Interior Health LINK-ED pilot project begins

Starting this week, patients visiting four Interior Health (IH) emergency departments (EDs) may receive care from a physician working virtually. This is part of IH LINK-ED (Local Integrated Network for Emergency Departments), a new virtual care pilot designed to modernize emergency care services for rural communities.

“Integrating virtual care into emergency services is a proven approach already delivering results in communities across B.C.,” said Josie Osborne, Minister of Health. “By expanding this technology into four communities, we’re supporting front-line staff, helping our health-care teams reach more patients, and making sure people in rural communities can access high-quality care when they need it.”

IH LINK-ED introduces a blended model of in-person and virtual physician support for patients needing emergency care overnight. This approach is designed to provide consistent access to emergency care in rural areas and increase work-life balance for medical staff. The four participating hospitals include Lillooet Hospital, Dr. Helmcken Memorial Hospital (Clearwater), Arrow Lakes Hospital (Nakusp) and Princeton General Hospital. 

Care teams at these sites will start piloting the new model a few nights per week, while continuing with regular in-person care on other nights. Full seven day per week implementation is anticipated to start in the new year.

“Patient safety remains our key focus, and that is why we continue to approach the modernization of rural emergency services with care and consideration,” said Sylvia Weir, IH president and CEO. “The soft roll out gives our care teams and patients time to familiarize with the new process and share their feedback, making sure everything works seamlessly before we expand to full implementation.” 

As part of this pilot, an emergency physician provides overnight in-person care at their community hospital while offering virtual support to up to three other emergency departments (EDs). When patients walk into an ED, they will be assessed by an on-site emergency-trained nurse, who determines the level of care needed. 

  • For mild or less urgent concerns, the nurse will contact the physician working virtually to review patient condition and guide the treatment.
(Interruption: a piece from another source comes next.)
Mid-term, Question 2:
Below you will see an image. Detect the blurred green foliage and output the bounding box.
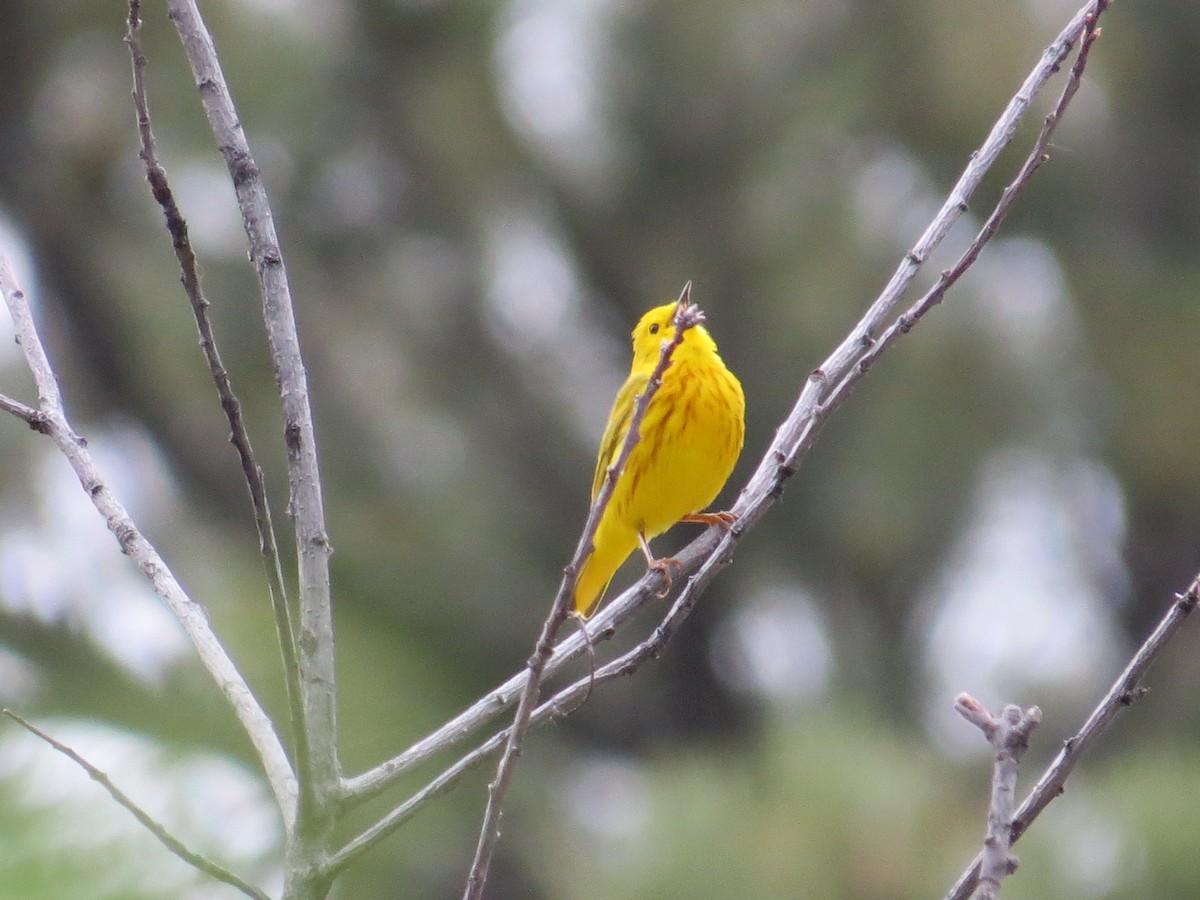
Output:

Secure video or phone connections may be used. 
  • For critical, life-threatening emergencies, an in-person physician remains on standby in each community. 

"Having used virtual care at Arrow Lakes Hospital, I believe other rural communities can benefit from this collaborative model," said Colin Watson, clinical practice educator in Nakusp. Through the provincial Virtual Emergency Room Rural assistance (VERRa) program, overnight virtual physician support has been used safely two nights per week in this community.

"The partnership between nursing and physicians is really important to keeping care safe and accessible,” Watson added. “We’re eager to trial a model that eases physician workload while letting us connect with colleagues across the Interior region." 

Shared overnight coverage across multiple sites means more sustainable work life and a community of collaboration among rural physicians. Emergency‑trained nurses are supported to work to the full scope of their training, with immediate access to physician expertise when needed. The service also fosters collaboration among rural hospitals, reducing isolation and strengthening relationships between care teams.

To follow along the project or share questions and feedback, community members can sign up at https://engageih.ca/link-ed.

Feedback from partners and the public will inform the ongoing development of this pilot project.